Lydia, now twenty-six, six years his junior, had always been the quieter, the more reserved, the steadier and more reliable. Tab, it seemed, had become something of a female version of himself, a notorious and dangerous hellion, at least as far as the ton was concerned.
But what neither sister was, was weak.
He reached for the roast beef. “This letter-who has it, what’s in it that makes it a threat to Tab, and why are you here trying to retrieve it, rather than she?”
Lydia’s lips tightened fractionally, but she drew breath and replied, “The letter was one Tab wrote years ago, when she was seventeen.” She paused, her eyes searching his, then went on. “You remember Tab-you know what she’s like. How she throws herself into things, heart and soul, and the devil be damned?”
Reaching for his goblet, Ro nodded.
“Well, before she became a bluestocking propounding women’s rights, and especially our right not to wed…” She hesitated.
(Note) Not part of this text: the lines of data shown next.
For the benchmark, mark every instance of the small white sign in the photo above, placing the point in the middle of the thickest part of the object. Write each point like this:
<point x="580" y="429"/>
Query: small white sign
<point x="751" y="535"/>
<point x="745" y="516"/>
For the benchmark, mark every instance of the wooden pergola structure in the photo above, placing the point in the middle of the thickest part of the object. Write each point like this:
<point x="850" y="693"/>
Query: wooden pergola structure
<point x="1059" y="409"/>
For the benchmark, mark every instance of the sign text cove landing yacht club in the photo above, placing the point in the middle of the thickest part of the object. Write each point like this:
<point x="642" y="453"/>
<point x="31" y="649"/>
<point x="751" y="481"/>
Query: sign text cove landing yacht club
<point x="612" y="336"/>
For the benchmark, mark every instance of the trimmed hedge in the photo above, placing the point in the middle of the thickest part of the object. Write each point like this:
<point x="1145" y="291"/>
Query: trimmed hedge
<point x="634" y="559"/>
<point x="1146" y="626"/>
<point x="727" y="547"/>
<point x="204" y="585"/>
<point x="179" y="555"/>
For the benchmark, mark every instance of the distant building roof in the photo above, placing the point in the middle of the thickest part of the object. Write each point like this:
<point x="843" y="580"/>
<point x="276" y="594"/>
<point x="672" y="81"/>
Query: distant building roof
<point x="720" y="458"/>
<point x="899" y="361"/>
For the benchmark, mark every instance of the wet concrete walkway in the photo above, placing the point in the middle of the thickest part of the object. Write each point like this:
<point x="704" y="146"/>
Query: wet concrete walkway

He finished for her. “She was seventeen-she fell in love.” Recalling Tabitha, nothing was more certain.
Lydia nodded. “Exactly. And she wrote to the gentleman involved, and being Tabitha, she wrote unrestrainedly. Without exercising the least discretion, and with an enthusiasm that…” She drew in a short breath. “Well, suffice it to say that if the contents of that letter became widely known now, she’d be the laughingstock of the ton.”
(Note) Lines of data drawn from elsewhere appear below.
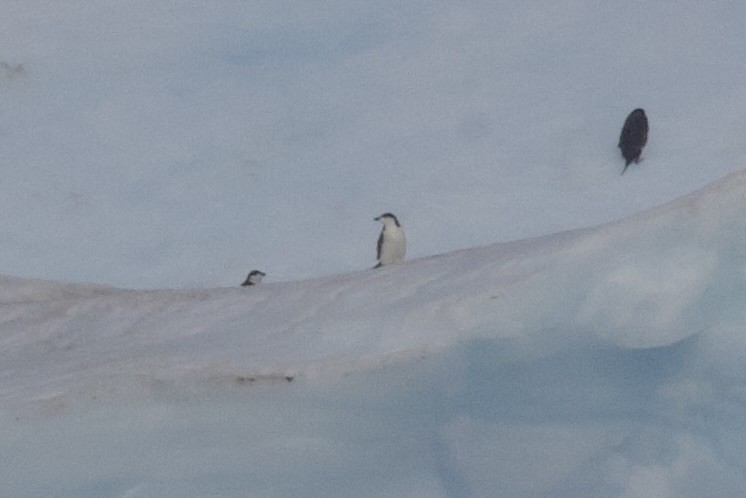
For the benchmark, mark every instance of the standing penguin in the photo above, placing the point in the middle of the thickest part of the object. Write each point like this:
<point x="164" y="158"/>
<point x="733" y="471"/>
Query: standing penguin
<point x="634" y="137"/>
<point x="254" y="277"/>
<point x="392" y="245"/>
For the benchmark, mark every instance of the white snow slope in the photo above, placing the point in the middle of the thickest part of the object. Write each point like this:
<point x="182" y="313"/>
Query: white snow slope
<point x="601" y="362"/>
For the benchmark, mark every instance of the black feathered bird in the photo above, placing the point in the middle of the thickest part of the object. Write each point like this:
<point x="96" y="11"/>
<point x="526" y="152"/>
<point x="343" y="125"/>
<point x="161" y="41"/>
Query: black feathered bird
<point x="634" y="137"/>
<point x="254" y="277"/>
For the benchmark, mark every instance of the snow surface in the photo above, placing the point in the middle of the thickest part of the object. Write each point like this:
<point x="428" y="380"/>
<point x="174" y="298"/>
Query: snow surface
<point x="150" y="145"/>
<point x="600" y="362"/>
<point x="173" y="144"/>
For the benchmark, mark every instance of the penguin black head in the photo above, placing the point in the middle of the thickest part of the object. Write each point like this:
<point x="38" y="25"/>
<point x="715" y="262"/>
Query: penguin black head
<point x="389" y="216"/>
<point x="254" y="277"/>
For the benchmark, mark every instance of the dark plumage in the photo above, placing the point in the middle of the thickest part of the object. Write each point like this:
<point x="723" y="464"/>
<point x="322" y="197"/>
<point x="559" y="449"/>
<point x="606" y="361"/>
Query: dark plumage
<point x="634" y="137"/>
<point x="254" y="277"/>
Ro raised his brows. “That bad?”
Lydia grimaced. “Actually, it’s worse. She’d be shunned by all her friends-the other women who think like her, and all that circle.” She paused, then added, “That’s her life now, and effectively, because of this letter, she stands on the brink of ruin.”
Ro frowned, toyed with a portion of beef. “Why, after-what, eight years?-has this letter surfaced now?”
“Because Tab remembered it, and asked for it back.”